Rather than looking for the causes of all these huge "surprises" in the "communication errors" traditionally evoked after defeats, or in this or that pre-election "blunder" committed by someone who can be used as a scapegoat (as, for example, former Foreign Minister George Katrougalos is currently doing) in order to save his boss, we prefer to look deeper, starting by recalling a fact understandable to European readers because it refers to the recent Greek rail disaster, which was widely commented on well beyond Greece (1). As you will recall, the transport minister responsible for the accident, Konstantin Karamanlis jr., was forced to resign, and part of the political and media Right campaigned for him not to stand for re-election so that his party (ND) could avoid electoral defeat. To all this we might add that, a few days before the elections, the families of the 56 people killed in the rail disaster demonstrated in front of Mr. Karamanlis' electoral office, shouting "Karamanlis' place is not in Parliament but in prison!” In the end, however, Mr Karamanlis not only won re-election, he made a real splash!...
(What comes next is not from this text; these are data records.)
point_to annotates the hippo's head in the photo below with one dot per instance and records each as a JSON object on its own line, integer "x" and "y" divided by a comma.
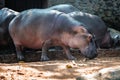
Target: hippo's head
{"x": 85, "y": 42}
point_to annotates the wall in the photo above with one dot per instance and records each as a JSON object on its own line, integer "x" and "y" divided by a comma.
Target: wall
{"x": 108, "y": 10}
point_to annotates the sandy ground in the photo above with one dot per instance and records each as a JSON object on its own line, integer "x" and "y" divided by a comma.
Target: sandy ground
{"x": 58, "y": 69}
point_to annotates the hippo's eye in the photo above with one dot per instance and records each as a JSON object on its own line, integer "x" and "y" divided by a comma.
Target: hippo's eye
{"x": 75, "y": 32}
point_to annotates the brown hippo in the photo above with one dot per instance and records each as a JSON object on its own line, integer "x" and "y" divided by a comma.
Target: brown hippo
{"x": 94, "y": 24}
{"x": 6, "y": 15}
{"x": 36, "y": 28}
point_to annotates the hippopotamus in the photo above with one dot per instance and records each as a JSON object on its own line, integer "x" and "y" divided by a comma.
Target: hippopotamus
{"x": 94, "y": 24}
{"x": 6, "y": 15}
{"x": 66, "y": 8}
{"x": 36, "y": 28}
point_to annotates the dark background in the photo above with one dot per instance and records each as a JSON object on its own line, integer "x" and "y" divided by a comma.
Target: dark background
{"x": 20, "y": 5}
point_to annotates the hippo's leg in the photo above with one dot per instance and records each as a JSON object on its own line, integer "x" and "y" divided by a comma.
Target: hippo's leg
{"x": 20, "y": 56}
{"x": 45, "y": 50}
{"x": 67, "y": 51}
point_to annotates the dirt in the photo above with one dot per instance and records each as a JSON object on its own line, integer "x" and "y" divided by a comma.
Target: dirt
{"x": 59, "y": 67}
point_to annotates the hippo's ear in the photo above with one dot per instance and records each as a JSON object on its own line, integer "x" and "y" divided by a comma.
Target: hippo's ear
{"x": 89, "y": 37}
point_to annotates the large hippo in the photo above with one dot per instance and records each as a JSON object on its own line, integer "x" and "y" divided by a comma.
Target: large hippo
{"x": 66, "y": 8}
{"x": 6, "y": 15}
{"x": 93, "y": 23}
{"x": 37, "y": 28}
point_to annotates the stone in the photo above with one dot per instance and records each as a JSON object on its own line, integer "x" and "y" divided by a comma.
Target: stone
{"x": 112, "y": 73}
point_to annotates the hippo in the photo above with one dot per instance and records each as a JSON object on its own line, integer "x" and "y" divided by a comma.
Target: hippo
{"x": 36, "y": 28}
{"x": 6, "y": 15}
{"x": 66, "y": 8}
{"x": 94, "y": 24}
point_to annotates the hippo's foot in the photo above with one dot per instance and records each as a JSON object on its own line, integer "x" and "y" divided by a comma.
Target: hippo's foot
{"x": 20, "y": 58}
{"x": 70, "y": 57}
{"x": 44, "y": 58}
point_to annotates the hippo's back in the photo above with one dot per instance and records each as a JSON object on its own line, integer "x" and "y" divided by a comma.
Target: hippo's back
{"x": 66, "y": 8}
{"x": 33, "y": 26}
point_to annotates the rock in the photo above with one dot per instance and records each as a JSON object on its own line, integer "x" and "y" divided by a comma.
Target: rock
{"x": 94, "y": 76}
{"x": 112, "y": 73}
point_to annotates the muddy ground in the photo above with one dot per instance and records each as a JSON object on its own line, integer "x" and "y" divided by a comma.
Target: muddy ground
{"x": 59, "y": 67}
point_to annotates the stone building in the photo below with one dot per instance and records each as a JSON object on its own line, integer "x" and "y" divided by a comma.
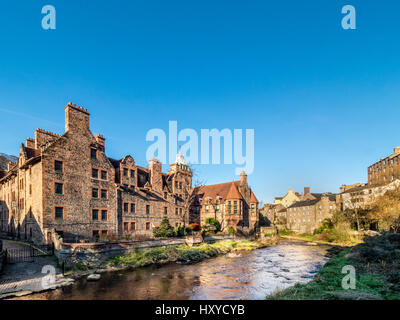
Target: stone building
{"x": 66, "y": 184}
{"x": 308, "y": 214}
{"x": 385, "y": 170}
{"x": 233, "y": 204}
{"x": 288, "y": 199}
{"x": 363, "y": 196}
{"x": 275, "y": 214}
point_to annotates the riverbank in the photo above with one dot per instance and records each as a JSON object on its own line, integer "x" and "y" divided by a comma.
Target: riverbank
{"x": 242, "y": 275}
{"x": 328, "y": 237}
{"x": 377, "y": 266}
{"x": 183, "y": 254}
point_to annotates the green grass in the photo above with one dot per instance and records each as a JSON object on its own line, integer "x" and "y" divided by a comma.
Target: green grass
{"x": 184, "y": 253}
{"x": 375, "y": 279}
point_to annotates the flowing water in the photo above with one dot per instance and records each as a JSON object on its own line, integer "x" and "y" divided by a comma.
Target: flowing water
{"x": 250, "y": 275}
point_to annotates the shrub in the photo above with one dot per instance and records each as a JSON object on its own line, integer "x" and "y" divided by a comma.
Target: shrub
{"x": 326, "y": 226}
{"x": 165, "y": 230}
{"x": 179, "y": 231}
{"x": 285, "y": 232}
{"x": 213, "y": 222}
{"x": 194, "y": 227}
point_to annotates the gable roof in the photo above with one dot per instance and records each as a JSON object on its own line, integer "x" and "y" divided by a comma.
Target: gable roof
{"x": 223, "y": 190}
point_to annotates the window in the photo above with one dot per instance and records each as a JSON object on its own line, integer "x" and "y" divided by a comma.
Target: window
{"x": 59, "y": 213}
{"x": 58, "y": 166}
{"x": 103, "y": 215}
{"x": 58, "y": 188}
{"x": 95, "y": 193}
{"x": 95, "y": 215}
{"x": 93, "y": 153}
{"x": 95, "y": 173}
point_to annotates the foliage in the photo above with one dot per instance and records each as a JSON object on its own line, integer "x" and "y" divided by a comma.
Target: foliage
{"x": 183, "y": 253}
{"x": 214, "y": 222}
{"x": 179, "y": 231}
{"x": 263, "y": 221}
{"x": 285, "y": 232}
{"x": 194, "y": 227}
{"x": 165, "y": 230}
{"x": 326, "y": 226}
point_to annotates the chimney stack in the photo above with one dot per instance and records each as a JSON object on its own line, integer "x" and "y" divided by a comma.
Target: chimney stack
{"x": 243, "y": 179}
{"x": 155, "y": 168}
{"x": 76, "y": 118}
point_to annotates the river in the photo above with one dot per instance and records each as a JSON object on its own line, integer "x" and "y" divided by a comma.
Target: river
{"x": 250, "y": 275}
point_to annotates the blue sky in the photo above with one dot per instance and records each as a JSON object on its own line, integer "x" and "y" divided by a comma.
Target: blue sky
{"x": 323, "y": 101}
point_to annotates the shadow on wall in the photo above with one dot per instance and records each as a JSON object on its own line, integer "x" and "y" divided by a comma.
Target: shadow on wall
{"x": 28, "y": 229}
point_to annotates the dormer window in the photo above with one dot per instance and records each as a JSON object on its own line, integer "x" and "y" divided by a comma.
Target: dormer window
{"x": 58, "y": 166}
{"x": 93, "y": 153}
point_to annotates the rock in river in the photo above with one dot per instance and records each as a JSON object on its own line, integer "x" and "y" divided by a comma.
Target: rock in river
{"x": 93, "y": 277}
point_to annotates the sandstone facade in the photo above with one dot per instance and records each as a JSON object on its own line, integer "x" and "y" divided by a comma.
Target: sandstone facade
{"x": 67, "y": 184}
{"x": 233, "y": 204}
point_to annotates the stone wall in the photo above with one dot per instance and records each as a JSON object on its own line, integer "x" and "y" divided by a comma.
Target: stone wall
{"x": 93, "y": 254}
{"x": 267, "y": 232}
{"x": 2, "y": 257}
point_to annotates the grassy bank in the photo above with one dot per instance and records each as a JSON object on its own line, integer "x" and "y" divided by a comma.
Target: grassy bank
{"x": 183, "y": 253}
{"x": 377, "y": 265}
{"x": 330, "y": 237}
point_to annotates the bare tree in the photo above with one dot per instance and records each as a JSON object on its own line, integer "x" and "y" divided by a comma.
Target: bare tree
{"x": 189, "y": 194}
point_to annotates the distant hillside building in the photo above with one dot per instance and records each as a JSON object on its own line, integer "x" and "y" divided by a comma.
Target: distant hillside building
{"x": 385, "y": 170}
{"x": 233, "y": 204}
{"x": 288, "y": 199}
{"x": 308, "y": 214}
{"x": 363, "y": 196}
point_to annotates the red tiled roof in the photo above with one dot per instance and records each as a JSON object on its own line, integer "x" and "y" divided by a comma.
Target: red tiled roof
{"x": 32, "y": 153}
{"x": 222, "y": 190}
{"x": 253, "y": 197}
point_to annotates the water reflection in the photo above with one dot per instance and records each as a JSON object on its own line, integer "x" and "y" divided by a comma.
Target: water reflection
{"x": 248, "y": 276}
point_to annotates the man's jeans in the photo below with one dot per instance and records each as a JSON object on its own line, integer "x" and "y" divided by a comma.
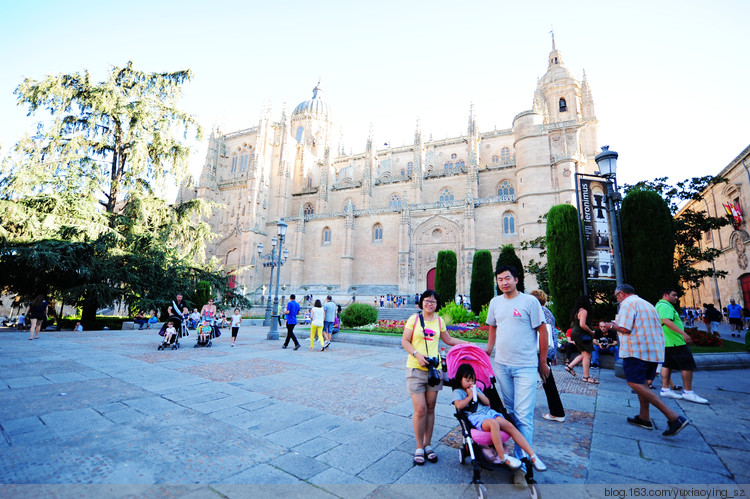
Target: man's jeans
{"x": 518, "y": 387}
{"x": 595, "y": 354}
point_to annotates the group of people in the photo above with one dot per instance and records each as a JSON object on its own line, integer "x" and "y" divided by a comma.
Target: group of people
{"x": 323, "y": 318}
{"x": 521, "y": 335}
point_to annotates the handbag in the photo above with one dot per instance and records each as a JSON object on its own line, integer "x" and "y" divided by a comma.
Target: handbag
{"x": 433, "y": 376}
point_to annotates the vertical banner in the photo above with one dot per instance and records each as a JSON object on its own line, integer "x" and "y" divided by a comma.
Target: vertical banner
{"x": 597, "y": 239}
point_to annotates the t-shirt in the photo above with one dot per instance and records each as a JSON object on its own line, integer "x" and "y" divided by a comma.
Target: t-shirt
{"x": 317, "y": 317}
{"x": 516, "y": 319}
{"x": 293, "y": 308}
{"x": 667, "y": 311}
{"x": 735, "y": 311}
{"x": 428, "y": 344}
{"x": 330, "y": 310}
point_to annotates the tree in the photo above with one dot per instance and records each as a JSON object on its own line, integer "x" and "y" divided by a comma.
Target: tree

The case of Mr. Karamanlis' triumphant re-election speaks for itself, and is also highly emblematic of the current state of Greek society. So, if we want to find the causes of the recent electoral "surprises" not on the surface but in the depths of Greek realities, we have to start by accepting as a starting point the observation that current Greek society is very conservative and even downright reactionary. In other words, it is terribly racist, much more so than Polish society, a fact confirmed year after year not only by facts but also by opinion polls, including the annual ISTAT surveys. That, with a few exceptions, it systematically closes its eyes and ears to the countless inhumane - often murderous - acts by the authorities against migrants, which have been denounced and publicly condemned by dozens of NGOs (who are often called... "terrorists" by the Greek government), as well as by the UN, the Council of Europe and even the...European Commission! That it persists in cultivating an aggressive chauvinism against its Balkan neighbors, also perpetuating an ancient and virulent anti-Semitism which manifests itself above all in the desecration of Jewish cemeteries, since there are virtually no Jews left alive in Greece after the Shoah. And also, that a very high proportion of it declares itself pro-Russian, pro-Putin and anti-Ukrainian like nowhere else, just as it was pro-Milosevic and pro-Karadjic 30 years ago during the Yugoslav wars. It also votes by the hundreds of thousands for racist parties that fall somewhere between the extreme right and outright neo-Nazism. That's why, in the absence of the dissolved and banned Golden Dawn party, the various parties of the Greek far right came to just over 10% in the last elections. And this despite the fact that the traditional right-wing New Democracy, which includes a very strong wing of right-wing extremists, has just triumphed with 41% of the vote...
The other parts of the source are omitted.